Tracing Matryoshka References for smarter collaboration

Serena Marletta

Have you ever felt like Indiana Jones in the Raiders of the Lost… Reference? We’ll see together how to put an end to the intricate issue of tracing references, and what measures can be taken to work better and save ourselves the headache.

Memories of childhood

One of the sweetest memories of my childhood is linked to my great grandmother’s tiramisù. Unfortunately, she never wrote her original recipe but passed it down through hands-on cooking sessions. For me, my grandmother (her daughter) was the depositary of “The Recipe” and, judging by her size, even the most reliable one.

Mum and I were very determined to reproduce the original taste, but, despite faithfully following grandma’s instructions, our attempts were no match for that masterpiece.

Every time I met grandma, I asked her to clarify one of the many details I thought were responsible for my culinary failures: “Should the coffee be sweetened or not? How much mascarpone to use to make the cream? What’s the brand of ladyfingers to buy?”

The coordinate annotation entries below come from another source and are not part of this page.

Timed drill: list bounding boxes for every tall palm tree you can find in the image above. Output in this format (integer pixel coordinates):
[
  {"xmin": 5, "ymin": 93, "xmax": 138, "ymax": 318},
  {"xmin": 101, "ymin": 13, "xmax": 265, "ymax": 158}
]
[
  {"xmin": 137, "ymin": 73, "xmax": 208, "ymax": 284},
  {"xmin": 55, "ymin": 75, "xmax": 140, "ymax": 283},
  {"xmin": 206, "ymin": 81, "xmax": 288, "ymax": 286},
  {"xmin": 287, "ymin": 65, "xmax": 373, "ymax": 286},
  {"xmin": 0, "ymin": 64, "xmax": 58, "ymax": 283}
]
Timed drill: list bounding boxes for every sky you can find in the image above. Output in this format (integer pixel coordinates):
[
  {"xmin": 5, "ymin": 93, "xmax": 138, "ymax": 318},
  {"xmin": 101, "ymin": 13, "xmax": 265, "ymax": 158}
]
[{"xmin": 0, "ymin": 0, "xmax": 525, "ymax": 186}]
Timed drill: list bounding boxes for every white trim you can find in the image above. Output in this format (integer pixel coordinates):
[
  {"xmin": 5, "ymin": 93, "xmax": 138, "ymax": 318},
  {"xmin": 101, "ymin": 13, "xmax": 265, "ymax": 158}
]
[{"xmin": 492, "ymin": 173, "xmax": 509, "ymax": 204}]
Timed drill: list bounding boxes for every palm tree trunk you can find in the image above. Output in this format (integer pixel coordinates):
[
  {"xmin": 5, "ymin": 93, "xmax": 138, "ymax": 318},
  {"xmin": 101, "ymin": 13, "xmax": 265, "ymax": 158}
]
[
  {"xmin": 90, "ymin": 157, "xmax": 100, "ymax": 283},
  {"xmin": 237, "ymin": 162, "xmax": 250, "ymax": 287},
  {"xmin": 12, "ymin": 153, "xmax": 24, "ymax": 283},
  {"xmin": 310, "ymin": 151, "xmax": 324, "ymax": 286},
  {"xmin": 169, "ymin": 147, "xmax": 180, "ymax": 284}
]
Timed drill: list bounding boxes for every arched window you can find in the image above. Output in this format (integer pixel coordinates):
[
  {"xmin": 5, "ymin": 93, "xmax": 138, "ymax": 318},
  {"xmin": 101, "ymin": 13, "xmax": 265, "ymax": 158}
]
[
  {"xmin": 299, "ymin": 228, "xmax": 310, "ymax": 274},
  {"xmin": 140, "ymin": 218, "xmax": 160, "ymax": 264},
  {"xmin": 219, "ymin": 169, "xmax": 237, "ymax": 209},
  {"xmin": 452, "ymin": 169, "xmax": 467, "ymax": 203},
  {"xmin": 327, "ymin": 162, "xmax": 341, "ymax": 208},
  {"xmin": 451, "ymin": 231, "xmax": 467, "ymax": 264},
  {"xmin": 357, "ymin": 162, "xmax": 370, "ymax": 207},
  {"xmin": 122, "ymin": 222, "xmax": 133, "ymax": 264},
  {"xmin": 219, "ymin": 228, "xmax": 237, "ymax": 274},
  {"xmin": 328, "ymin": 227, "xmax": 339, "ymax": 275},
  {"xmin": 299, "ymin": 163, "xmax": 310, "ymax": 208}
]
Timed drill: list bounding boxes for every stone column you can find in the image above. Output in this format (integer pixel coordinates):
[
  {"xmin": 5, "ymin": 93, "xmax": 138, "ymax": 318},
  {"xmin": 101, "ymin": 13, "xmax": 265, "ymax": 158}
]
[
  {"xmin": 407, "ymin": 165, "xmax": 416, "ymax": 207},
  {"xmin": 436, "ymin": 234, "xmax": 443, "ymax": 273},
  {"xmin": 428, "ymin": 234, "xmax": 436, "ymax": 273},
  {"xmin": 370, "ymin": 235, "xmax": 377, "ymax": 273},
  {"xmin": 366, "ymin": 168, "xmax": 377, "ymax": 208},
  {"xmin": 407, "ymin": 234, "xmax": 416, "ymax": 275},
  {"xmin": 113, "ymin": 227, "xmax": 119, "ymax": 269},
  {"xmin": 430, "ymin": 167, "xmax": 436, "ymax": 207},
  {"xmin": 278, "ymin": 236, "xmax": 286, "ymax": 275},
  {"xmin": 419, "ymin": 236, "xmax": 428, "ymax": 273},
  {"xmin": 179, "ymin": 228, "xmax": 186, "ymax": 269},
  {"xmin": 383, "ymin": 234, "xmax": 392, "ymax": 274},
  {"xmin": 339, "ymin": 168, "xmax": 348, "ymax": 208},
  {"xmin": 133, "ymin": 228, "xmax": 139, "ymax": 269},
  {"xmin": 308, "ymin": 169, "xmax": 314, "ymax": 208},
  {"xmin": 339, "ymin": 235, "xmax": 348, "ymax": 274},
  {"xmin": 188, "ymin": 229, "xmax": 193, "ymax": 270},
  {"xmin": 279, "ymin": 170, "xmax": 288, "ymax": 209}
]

She was sure the coffee needed not to be sweetened but, with regards to the mascarpone affair, she told me to ask to aunt Maria who wasn’t sure and told me to go to uncle Giorgio for confirmation.  And so, I was quickly sucked into a complicated word of mouth and eventually gave up.

Matryoshka References

I’m 34 years old now and most of the recipes I read are the “Material and Methods” sections of scientific papers. Every now and then, while reading them, I live the same sense of helplessness I experienced when I was not able to get a tiramisù as good as my great grandmother. It happens when I run into what I call Matryoshka references: a reference citing another reference that refers to other references, and so on so forth until it gets almost impossible to get the procedures or the materials used in that studies.

As a protein enthusiast, several times I came across the need to adopt purification methods already described in the literature. After several days of extensive reading, I always felt relieved when I found a paper already heading down the route I was going to take. But I have sadly found, more than once, that going back to the original conditions in which a study was conducted is hard (if not impossible).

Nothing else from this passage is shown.